Part D of the CDC Clear Communication Index takes you through questions to help you create a clear explanation of risk. Here’s an example of risk information about who’s affected and why, so people can understand the nature of risk.
- Zika virus is spread to people primarily through the bite of an infected Aedes species mosquito (A. aegypti and A. albopictus).
- Anyone who lives in or travels to an area where Zika virus is found and has not already been infected with Zika virus can get it from mosquito bites. People who have sex (vaginal, anal, or oral) without a condom with a man who has Zika in his semen can get Zika virus from sex.

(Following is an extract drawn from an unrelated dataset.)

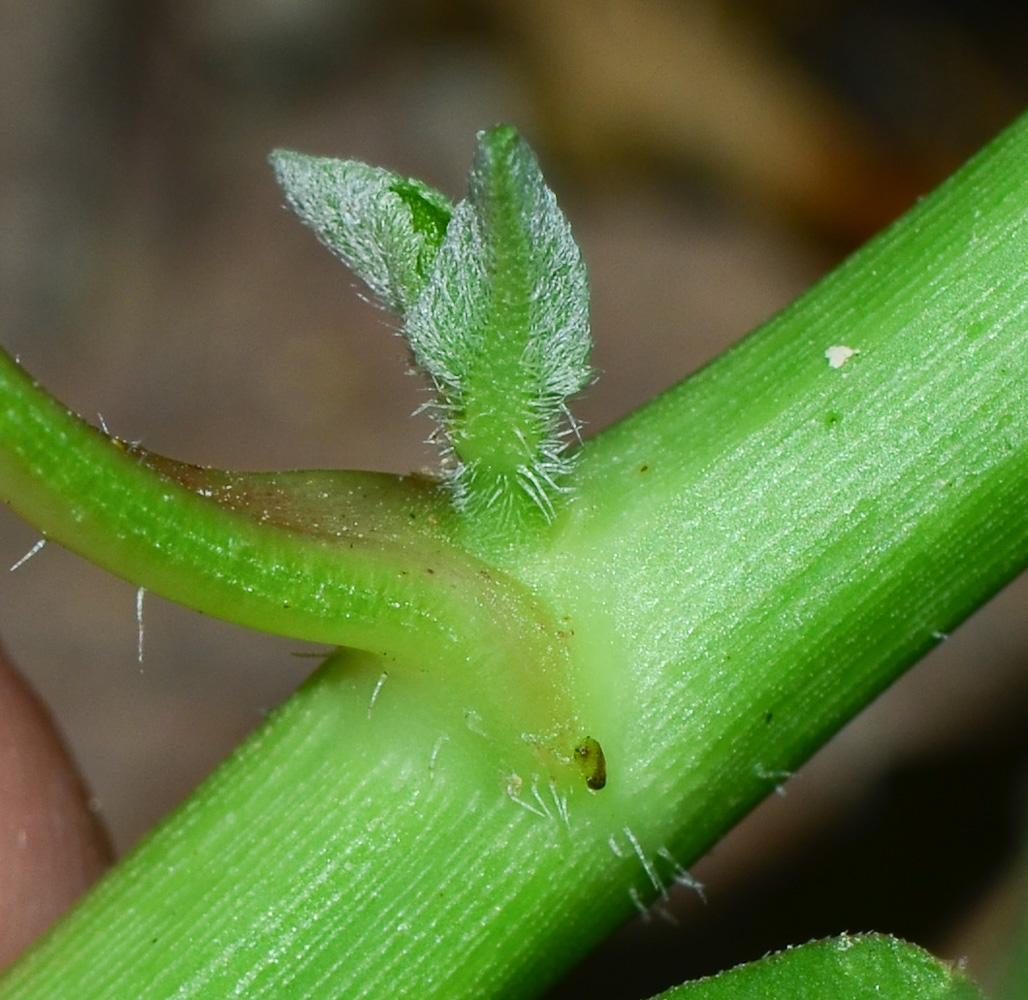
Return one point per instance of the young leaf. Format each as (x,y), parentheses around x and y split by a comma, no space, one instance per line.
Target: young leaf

- About one in five people infected with Zika will develop symptoms, and we do not know if there is a different risk of symptoms for pregnant women.
- Because of the possible association between Zika infection and microcephaly, pregnant women should strictly follow steps to prevent mosquito bites.
- Not having sex is the best way to be sure that someone does not get sexually transmitted Zika virus.
- If an individual is sexually active, using latex condoms the right way every time they have vaginal, anal, or oral (mouth-to-penis) sex can reduce the chance that they can get Zika virus from sex.